= Joana Gyan Cudjoe =

Ghanaian politician and businesswoman

Joana Gyan Cudjoe is a Ghanaian politician, businesswoman, women's right advocate and a member of parliament representing the Amenfi Central Constituency in the Western Region of Ghana. She is said to be the only female gold exporter in Ghana.

== Early life ==
Cudjoe was born on 7 May 1984 and hails from Wassa Agona Amenfi in the Western Region of Ghana. She attended IPMC University College and graduated with a Diploma in Computer Science with Management in 2024. She also had her Diploma in Criminal Investigations and Intelligence Analysis from the Doyen Institute of Intelligence and Investigation.

== Career ==
Cudjoe is a businesswoman and was the President at Golden Empire Legacy Limited.

== Political career ==
Cudjoe is a member of the National Democratic Congress.

2024 elections

In October 2024, the Electoral Commission disqualified Cudjoe because of a court case against her.

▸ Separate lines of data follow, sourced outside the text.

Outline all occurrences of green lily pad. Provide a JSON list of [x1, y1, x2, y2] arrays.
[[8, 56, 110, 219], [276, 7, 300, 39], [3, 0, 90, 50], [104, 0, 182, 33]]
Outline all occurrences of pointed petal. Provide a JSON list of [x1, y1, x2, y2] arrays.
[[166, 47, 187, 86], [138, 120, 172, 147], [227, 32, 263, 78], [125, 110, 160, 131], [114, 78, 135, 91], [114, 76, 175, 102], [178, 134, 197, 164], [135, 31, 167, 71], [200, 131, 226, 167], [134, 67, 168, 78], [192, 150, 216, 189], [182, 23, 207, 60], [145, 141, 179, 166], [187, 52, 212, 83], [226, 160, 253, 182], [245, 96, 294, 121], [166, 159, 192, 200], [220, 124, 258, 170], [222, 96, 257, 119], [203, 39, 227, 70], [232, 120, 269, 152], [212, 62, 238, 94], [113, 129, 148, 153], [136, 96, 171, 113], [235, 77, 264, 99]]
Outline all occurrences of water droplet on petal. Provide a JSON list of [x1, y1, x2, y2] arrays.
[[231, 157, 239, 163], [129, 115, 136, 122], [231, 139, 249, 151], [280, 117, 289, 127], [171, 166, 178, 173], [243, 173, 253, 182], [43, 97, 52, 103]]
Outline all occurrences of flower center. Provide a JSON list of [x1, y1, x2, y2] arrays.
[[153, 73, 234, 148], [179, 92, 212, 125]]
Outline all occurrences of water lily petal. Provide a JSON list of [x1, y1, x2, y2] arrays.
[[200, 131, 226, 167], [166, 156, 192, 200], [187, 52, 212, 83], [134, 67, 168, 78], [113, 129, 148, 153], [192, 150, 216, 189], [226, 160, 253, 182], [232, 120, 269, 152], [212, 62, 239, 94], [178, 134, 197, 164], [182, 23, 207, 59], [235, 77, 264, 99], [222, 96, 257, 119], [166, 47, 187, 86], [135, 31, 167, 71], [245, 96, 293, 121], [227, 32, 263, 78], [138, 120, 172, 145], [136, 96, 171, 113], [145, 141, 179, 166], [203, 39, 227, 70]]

Five people accused Cudjoe of forging her voter ID and her party card and they sued her. Later in November 2024, the Sekondi High Court allowed her to contest in the 2024 Ghanaian general election.

In the 2024 Ghanaian general election, she defeated the NPP candidate, Dr Albert Wiredu Arkoh. She secured 26,345 votes whilst Arkoh had 12,096.

== Personal life ==
Cudjoe is married to a member of Keche known as Keche Andrew.